Vicarious feelings for others is therefore both a propensity for responding emotionally to the signals of others and itself a primary example of such a signal. … Our own monitoring of costly signals and our response to the response of others constitute our own costly and altruistic absorption in the interactions of others. And of course we signal as well with the stories we love, a mode of signaling that can range from the simple desire to repeat them to the social capital of our own conspicuous cultural attainments. Knowing a story and, still more, telling a story signals our own capacities for altruistic interest, affect, and punishment, capacities that the story will represent its characters manifesting in order to appeal to the audiences interest in monitoring these things. (pp 123-124)
This explanation of fiction comes close to the above explanation of religious beliefs: both religion and fiction serve to reassure our associates that we will be nice. In addition to letting us show we can do hard things, and that we are tied to associates by doing the same things, religious beliefs show we expect the not nice to be punished by supernatural powers, and our favorite fiction shows the sort of people we think are heroes and villains, how often they are revealed or get their due reward, and so on.
We don’t believe the stories really happened, but we do tend to believe these “social truths” about their characters. We love to tell associates about our favorite stories, and prefer them to love them too.

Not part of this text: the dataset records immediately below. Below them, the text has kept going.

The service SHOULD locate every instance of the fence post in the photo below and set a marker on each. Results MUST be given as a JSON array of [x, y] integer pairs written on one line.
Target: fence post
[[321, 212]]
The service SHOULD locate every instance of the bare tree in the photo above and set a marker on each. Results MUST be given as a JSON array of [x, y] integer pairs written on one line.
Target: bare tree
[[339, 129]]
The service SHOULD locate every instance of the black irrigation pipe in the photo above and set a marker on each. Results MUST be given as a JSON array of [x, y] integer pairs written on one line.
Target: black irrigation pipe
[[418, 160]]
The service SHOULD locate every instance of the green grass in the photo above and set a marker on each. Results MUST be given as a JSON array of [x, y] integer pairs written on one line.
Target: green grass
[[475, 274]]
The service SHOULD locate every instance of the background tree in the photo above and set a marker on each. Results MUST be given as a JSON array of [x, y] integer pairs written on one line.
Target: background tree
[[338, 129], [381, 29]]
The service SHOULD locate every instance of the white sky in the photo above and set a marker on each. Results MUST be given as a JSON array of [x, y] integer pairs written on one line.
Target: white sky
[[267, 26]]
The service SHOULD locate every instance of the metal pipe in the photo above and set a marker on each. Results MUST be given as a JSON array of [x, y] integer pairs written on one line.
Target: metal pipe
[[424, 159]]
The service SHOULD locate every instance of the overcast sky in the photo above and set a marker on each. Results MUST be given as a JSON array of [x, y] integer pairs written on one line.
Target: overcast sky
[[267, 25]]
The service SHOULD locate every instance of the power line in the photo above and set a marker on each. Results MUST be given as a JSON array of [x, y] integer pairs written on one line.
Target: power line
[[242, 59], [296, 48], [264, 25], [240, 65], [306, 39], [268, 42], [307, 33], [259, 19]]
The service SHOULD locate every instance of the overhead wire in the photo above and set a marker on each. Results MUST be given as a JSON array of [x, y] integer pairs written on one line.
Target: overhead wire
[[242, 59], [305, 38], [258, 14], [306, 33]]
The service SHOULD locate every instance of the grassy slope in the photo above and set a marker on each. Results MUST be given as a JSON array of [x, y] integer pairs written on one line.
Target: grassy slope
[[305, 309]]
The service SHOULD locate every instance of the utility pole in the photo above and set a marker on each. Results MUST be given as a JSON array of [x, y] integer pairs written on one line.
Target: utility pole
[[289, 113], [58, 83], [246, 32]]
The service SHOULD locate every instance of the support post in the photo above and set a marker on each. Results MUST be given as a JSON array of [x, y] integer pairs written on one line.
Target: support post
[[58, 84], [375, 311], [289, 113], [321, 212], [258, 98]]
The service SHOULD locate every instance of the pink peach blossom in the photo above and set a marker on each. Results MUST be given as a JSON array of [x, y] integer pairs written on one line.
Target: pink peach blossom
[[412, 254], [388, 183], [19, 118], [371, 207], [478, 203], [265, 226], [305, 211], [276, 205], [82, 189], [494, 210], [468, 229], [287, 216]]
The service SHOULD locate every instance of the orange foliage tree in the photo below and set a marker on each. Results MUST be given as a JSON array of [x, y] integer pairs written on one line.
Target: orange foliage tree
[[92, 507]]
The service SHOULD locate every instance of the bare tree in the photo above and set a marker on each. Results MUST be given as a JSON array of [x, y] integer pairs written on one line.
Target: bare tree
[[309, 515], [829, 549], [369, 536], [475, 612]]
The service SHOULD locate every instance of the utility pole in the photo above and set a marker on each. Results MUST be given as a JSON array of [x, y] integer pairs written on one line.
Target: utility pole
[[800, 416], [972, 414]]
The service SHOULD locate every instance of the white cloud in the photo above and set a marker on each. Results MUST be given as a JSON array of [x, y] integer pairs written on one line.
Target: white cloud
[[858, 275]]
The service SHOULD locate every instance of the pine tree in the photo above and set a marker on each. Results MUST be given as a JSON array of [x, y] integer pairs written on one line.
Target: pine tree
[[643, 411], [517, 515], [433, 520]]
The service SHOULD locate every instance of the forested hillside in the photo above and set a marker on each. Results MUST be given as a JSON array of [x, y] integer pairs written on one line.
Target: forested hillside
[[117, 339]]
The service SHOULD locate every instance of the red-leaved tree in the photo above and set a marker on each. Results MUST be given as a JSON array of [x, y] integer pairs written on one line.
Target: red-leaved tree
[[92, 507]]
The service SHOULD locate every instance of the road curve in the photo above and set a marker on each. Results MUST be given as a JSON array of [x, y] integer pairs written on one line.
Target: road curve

As with religion, the beliefs of ours that most reassure others are not necessarily the most accurate. In fiction, relative to reality, people know more why they act and what they want, good and bad personal characteristics correlate more strongly, personal character matters more relative to circumstance or larger social forces, and there are clearer ultimate resolutions to complex events. What other social lies does fiction tell, and why does it reassure others that we believe them?